Для подъема нацистского движения в Германии и коммунистических движений в Европе после 1930 г. показательно, что они набирали своих членов из этой массы явно безразличных людей, от которых отказывались все другие партии как от слишком вялых или слишком глупых и потому недостойных их внимания. В результате большинство движений состояло из людей, которые до того никогда не появлялись на политической сцене. Это позволило ввести в политическую пропаганду совершенно новые методы и безразличие к аргументам политических противников. Движения не только поставили себя вне и против партийной системы как целого, они нашли свой действенный состав, который никогда не был ни в чьих членах, никогда не был «испорчен» партийной системой. Поэтому они не нуждались в опровержении аргументации противников и последовательно предпочитали методы, которые кончались смертью, а не обращением в новую веру, сулили террор, а не переубеждение. Они неизменно изображали разногласия происходящими из глубинных [355] процессов, социальных или психологических источников, пребывающих вне возможностей индивидуального контроля и, следовательно, вне власти разума. Это было бы недостатком, только если б движения честно соревновались с другими партиями, но это не вредило движениям, поскольку они наверняка собирались работать с людьми, которые имели основание равно враждебно относиться ко всем партиям.

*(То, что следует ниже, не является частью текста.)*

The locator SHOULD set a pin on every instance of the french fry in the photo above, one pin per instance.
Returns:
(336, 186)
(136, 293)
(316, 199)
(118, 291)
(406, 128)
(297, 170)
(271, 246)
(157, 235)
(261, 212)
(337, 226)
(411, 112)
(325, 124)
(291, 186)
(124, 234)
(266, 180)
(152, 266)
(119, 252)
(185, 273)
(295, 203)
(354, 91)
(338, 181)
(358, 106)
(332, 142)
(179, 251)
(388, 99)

Успех тоталитарных движений в массах означал конец двух иллюзий демократически управляемых стран вообще и европейских национальных государств и их партийной системы в частности. Первая уверяла, что народ в его большинстве принимал активное участие в управлении и что каждый индивид сочувствовал своей или какой-либо другой партии. Напротив, движения показали, что политически нейтральные и равнодушные массы легко могут стать большинством в демократически управляемых странах и, следовательно, что демократия может функционировать по правилам, активно признаваемым лишь меньшинством. Вторая демократическая иллюзия, взорванная тоталитарными движениями, заключалась в том, что эти политически равнодушные массы будто бы не имеют значения, что они истинно нейтральны и составляют не более чем бесформенное, отсталое, декоративное окружение для политической жизни нации. Теперь движения сделали очевидным то, что никогда не был способен показать никакой другой орган выражения общественного мнения, а именно, что демократическое правление в такой же мере держалось на молчаливом одобрении и терпимости безразличных и бесформенных частей народа, как и на четко оформленных, дифференцированных, видных всем институтах и организациях данной страны. Поэтому, когда тоталитарные движения с их презрением к парламентарному правлению вторгались в парламент, он и они оказывались попросту несовместимыми: фактически им удавалось убедить чуть не весь народ, что парламентское большинство было поддельным, тем самым подрывая самоуважение и уверенность у правительств, которые тоже верили в правление большинства, а не в свои конституции.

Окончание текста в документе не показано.